I sip my coffee, knowing exactly how she feels. When I started getting visions as a child, I didn’t have the capacity to understand them, so naturally, I told an adult. Nobody ever believed me, and the more I told the truth, the more I was persecuted for it. Eventually, I just stopped telling people.At least until I figured out what I was seeing wasn’t just nightmares but premonitions.

“How did you meet Penn?”

She bites her lip. “We met in passing when I was seven or eight. But he seemed familiar to me, and I didn’t understand why. My mom spoke to him like she’d known him for years, so maybe I’d met him and just didn’t remember. Anyway, he was the only other person I met who was gifted. He made me feel a little less lonely and a lot less like a freak. He taught me things about my gift that I didn’t know I could do.”

She pauses, her hands squeezed into fists. And I get the feeling she just skated over something important. Not that I’m one to talk. But it does act as a gentle reminder that she doesn’t truly trust me yet. I can’t say it doesn’t hurt, though. I know it makes me a hypocrite because I haven’t told them everything there is to know about me. But how do you cut yourself open and reveal all your dirty secrets to people you can’t trust?

“Anyway, we moved again, and I haven’t seen him since. I was surprised when you said he sent you to find me. I thought he’d have forgotten about me over the years.”

I look at her like she’s nuts. “You can literally heal people. Trust me, that’s not easy to forget.”

“You don’t know how much I wish that wasn’t true,” she whispers.

“Except I do.” I slide my free hand over and grab hers in a silent moment of unity. No matter what happens in the future, here and now, we’re the same.

“How about you? How did you meet Penn?”

I feel my stomach swirl as acid burns in my gut. She must sense my need to run because she holds my hand tighter. I take a deep breath and blow it out slowly before taking a chance and giving her a snippet of my past.

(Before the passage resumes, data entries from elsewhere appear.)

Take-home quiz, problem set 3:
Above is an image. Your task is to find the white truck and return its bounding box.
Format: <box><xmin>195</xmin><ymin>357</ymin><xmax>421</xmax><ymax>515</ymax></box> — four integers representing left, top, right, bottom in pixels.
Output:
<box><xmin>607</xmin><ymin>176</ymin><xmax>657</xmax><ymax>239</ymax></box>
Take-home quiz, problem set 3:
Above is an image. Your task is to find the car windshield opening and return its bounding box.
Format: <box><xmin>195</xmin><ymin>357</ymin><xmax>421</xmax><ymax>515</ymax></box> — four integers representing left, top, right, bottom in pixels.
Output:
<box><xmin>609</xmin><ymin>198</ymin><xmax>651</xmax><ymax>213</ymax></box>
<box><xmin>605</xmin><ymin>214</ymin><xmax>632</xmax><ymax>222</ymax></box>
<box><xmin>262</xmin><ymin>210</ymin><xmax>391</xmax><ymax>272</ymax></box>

“He stopped me from shooting myself,” I whisper, staring at those mountains, wishing I had half the strength that they do.

Her hand squeezes mine to the point of pain, but I don’t pull away. It helps ground me, keeping me in the here and now instead of drowning in my memories. I turn to look at her and see tears in her eyes, but there’s no pity, only understanding.

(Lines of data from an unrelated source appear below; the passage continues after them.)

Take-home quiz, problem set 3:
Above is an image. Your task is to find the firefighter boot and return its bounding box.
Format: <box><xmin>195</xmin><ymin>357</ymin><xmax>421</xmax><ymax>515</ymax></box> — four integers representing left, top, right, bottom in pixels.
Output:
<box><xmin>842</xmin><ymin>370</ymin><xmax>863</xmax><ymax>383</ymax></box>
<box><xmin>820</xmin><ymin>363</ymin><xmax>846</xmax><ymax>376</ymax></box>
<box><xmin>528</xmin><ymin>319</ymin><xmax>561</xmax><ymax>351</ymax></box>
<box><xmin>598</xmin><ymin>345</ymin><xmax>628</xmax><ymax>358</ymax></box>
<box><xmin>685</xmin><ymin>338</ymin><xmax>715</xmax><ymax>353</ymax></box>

“All I see is pain and death.” I never got to be a dreamer because all I saw were nightmares. “I wish, for once, I could get a glimpse of someone’s happily ever after. But alas.”

“You’ve never had a vision of something good happening?”

I shake my head. “No. Not once. I’m not a psychic, Salem. I’m a harbinger. I try to warn people.” I snort out a laugh. “Well, you saw how well that worked out for me. And your guys had a better reaction than most.”

“People are scared by what they don’t understand.”

“I know. Trust me. But what do I do with that? If I keep my mouth shut, people die. And if I speak up, people—” I shake my head, not voicing the shitty things people have done to me over the years. There are some things that are just mine.

“That day—the day Penn saved me—I was so mad at him. Taking my life wasn’t something I just decided to do on a whim. I’d thought about it for a long, long time. I brought nothing but misery into people’s lives. I’m the screech of tires on a wet road, the knock at the door at four a.m., and the last tortured breath leaving someone’s lungs. Nobody wants to believe what I can see. But that doesn’t stop them from avoiding me like the plague because wherever I go, death follows.”